Earlier this month, the Louisiana Fifth Circuit adopted new Local Rule 13, governing motions for a stay of a matter in that court because of an automatic stay triggered by a party’s bankruptcy. The new rule is similar in substance to the Louisiana Fourth Circuit’s Local Rule 20.1. Both rules impose certain obligations on the party moving for the stay in the court of appeal to keep the court of appeal informed of the status of the bankruptcy-caused stay and to notify the court timely of any lifting or cancellation of the automatic stay.
I did a quick check of the local rules of other Louisiana courts of appeal about what happens when a party’s bankruptcy triggers an automatic stay. I found that the Louisiana First Circuit’s Local Rule 4, governing abandonment of a civil appeal, includes a provision for abandonment after one year “unless the appellant in the meantime files a motion showing why the appeal should not be dismissed.” La. 1st Cir. R. 4(B).
Reviewing these rules reminds me of another bankruptcy-related quirk in Louisiana appellate procedure: what happens when a case is removed to federal court1 after an appealable judgment has been rendered but before a party has moved for a devolutive or suspensive appeal.
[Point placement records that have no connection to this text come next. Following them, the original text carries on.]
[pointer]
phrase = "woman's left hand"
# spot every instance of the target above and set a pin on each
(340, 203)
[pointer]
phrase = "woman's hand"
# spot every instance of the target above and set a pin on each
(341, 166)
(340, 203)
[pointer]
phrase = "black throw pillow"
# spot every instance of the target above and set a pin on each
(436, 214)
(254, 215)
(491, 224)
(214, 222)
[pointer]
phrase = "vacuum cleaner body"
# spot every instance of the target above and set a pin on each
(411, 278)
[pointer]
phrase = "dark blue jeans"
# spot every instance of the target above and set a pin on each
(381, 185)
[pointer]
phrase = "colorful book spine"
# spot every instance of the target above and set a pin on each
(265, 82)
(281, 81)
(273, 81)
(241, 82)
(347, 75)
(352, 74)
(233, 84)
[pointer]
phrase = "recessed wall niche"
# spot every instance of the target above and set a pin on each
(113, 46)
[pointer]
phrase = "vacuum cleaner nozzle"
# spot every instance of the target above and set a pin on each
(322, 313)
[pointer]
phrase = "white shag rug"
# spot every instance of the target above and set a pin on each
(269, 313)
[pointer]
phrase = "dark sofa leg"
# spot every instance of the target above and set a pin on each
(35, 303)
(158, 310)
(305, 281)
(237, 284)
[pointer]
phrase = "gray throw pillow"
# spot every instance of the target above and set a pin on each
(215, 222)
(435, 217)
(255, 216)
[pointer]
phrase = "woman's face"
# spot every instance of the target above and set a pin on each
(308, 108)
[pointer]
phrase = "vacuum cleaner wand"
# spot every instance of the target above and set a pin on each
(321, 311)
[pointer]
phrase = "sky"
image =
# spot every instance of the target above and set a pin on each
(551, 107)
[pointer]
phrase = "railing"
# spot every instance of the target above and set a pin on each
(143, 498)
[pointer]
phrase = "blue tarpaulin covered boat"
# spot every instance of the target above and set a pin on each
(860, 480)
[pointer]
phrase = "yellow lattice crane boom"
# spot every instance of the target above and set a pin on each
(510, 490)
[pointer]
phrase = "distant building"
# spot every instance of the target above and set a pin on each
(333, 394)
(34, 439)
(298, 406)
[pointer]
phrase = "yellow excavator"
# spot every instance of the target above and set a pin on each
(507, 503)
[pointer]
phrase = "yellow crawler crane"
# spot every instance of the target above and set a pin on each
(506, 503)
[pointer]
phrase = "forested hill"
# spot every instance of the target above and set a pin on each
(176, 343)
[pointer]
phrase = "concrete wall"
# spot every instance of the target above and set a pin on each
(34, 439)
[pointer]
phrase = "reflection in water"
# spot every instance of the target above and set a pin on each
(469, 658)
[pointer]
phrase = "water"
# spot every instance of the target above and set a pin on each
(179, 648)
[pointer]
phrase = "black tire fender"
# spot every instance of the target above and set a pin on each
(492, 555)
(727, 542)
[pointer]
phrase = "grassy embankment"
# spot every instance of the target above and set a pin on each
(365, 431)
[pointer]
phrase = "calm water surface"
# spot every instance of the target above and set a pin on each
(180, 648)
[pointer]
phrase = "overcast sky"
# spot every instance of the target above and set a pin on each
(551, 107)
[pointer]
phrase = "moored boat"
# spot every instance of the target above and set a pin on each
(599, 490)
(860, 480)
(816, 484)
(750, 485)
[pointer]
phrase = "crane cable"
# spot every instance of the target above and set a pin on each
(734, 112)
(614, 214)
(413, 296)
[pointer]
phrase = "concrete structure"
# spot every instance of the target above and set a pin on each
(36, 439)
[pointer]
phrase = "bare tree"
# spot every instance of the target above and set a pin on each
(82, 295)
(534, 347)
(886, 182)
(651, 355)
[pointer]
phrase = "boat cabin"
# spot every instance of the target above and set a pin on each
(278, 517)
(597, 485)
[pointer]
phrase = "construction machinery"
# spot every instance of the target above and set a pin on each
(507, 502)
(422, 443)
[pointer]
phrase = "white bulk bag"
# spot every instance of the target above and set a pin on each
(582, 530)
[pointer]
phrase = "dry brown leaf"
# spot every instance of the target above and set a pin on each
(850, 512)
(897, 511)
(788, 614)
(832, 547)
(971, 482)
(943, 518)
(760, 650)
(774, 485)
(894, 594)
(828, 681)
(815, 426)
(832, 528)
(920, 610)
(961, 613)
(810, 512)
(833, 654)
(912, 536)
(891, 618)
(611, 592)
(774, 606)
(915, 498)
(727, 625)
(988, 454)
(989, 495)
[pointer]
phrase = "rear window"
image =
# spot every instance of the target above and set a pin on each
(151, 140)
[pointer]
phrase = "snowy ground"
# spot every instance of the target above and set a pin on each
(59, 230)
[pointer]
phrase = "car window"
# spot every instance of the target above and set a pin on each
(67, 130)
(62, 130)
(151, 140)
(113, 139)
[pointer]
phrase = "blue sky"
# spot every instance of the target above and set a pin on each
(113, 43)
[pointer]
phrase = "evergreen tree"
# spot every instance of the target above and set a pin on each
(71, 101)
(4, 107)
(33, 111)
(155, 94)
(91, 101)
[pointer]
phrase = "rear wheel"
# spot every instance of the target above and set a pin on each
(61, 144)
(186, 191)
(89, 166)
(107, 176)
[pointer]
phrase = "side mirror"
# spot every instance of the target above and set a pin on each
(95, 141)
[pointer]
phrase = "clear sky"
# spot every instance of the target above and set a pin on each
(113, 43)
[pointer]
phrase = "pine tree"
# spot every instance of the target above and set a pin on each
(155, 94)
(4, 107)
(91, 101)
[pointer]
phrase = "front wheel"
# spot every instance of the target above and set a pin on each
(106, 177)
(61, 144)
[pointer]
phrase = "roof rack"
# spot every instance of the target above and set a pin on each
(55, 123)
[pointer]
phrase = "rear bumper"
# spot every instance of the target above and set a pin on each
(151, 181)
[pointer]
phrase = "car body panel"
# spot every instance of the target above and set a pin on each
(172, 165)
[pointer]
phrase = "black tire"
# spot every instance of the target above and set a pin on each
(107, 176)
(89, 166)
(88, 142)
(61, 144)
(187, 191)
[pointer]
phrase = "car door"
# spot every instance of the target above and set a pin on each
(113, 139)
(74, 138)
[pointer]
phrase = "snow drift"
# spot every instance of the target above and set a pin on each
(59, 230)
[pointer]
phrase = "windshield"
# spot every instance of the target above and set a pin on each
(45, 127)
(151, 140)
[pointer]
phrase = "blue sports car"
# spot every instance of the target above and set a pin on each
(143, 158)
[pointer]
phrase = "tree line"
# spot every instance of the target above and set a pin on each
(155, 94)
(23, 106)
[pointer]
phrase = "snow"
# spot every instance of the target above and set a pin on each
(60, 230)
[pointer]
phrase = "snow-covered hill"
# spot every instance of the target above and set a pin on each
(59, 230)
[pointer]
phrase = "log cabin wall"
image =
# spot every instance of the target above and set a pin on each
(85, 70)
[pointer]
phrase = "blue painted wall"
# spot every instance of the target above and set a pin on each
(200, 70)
This sometimes happens when a party’s post-judgment bankruptcy creates federal jurisdiction under 28 U.S.C. § 1334(b), providing for federal jurisdiction over cases related to a bankrupty proceeding. If the bankruptcy occurs while the appeal clock is ticking, it interrupts the time to take a devolutive or suspensive appeal. See La. Code Civ. P. arts. 2087(E) (for devolutive appeal) and 2123(D) (suspensive appeal).
Questions I don’t know the answer to (so don’t ask):
- What happens to the case in federal court after it’s removed under art. 2087(E) or 2123(D)? Appeal to the U.S Fifth Circuit?
- Can a case be removed after a party has perfected a devolutive or suspensive appeal? If so, what happens to the appeal in the federal system?